In this case, the drawer of the check was non-party Pershing. The fact that Axel was employed by Tripp and not by Pershing, however, was not an impediment to the court’s application of Section 3-405. Instead, the court reasoned that Axel was an agent of Pershing, the drawer of the checks, thus making the imposter rule applicable. The court held:
Pershing and Axel had a ‘well-established course of dealing’ lasting for at least five years, in which Axel supplied the payee information so that Pershing could simply draw the checks. [T]he action of supplying payee information on behalf of a brokerage firm to its clearinghouse is very much ‘normal business practice’ of an employee. Axel, as an agent of Pershing (the drawer), supplied the names of the payees, intending the latter to have no such interest, such that the imposter rule applies and the indorsements are legally effective.
Although the court’s application of the imposter rule focused on the relationship between Axel and Pershing and the well-established course of dealing among the parties, the court did not lose sight of the fact the fraud was covered by an insurance policy. The court held: “The facts here make application of the rule reasonable. Tripp was in a position to prevent the fraud in its hiring and monitoring of Axel and actually collected on an insurance policy that covered Axel’s fraudulent conduct—an insurance policy that is properly a business expense of Tripp’s rather than of the holder or drawee.”
No Duty of Care Owed by Banks
Characterized as a “banker’s provision,” the imposter rule not only shifts the risk of loss from the depositor or drawee bank to the drawer (or employer), but the rule will render fraudulent indorsements legally effective even if the depositor or drawee bank acted in a commercially unreasonable manner.

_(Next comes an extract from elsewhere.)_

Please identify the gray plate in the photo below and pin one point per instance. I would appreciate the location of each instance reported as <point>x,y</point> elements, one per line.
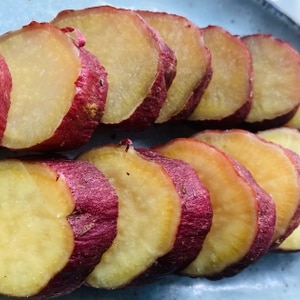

Put simply, “Section 3-405 imposes no duty of care.” As such, according to the court, Tripp’s suggestion that “the quantity and double-indorsed nature of the checks, frequency of deposits, and amount and duration of the fraud” should have caused the defendants to investigate, was insufficient as a matter of law. Indeed, the court noted that while the imposter rule does not protect banks from claims of commercial bad faith, i.e. knowing participation in a fraudulent scheme, “‘wary vigilance’ [or] even ‘suspicious circumstances which might well have induced a prudent banker to investigate,’ would be insufficient to state a cause of action against a depositary bank.”
Common Law Claims Pre-Empted by UCC Claims
The court dismissed Tripp’s common law claims for negligence and gross negligence because of the existence of applicable provisions of the UCC, noting that
“[a] plaintiff may not ‘sidestep’ the UCC by merely attempting to restate a failed UCC claim as a common law cause of action.” The sole exception to that rule, as explained by the court, applies when a bank neglects a restrictive indorsement provision, for example, an indorsement “for deposit only.” Finding that defendants Citibank and BNY “deposited and withdrew the checks in full compliance with the drawer’s instructions,” that narrow restrictive indorsement exception did not apply.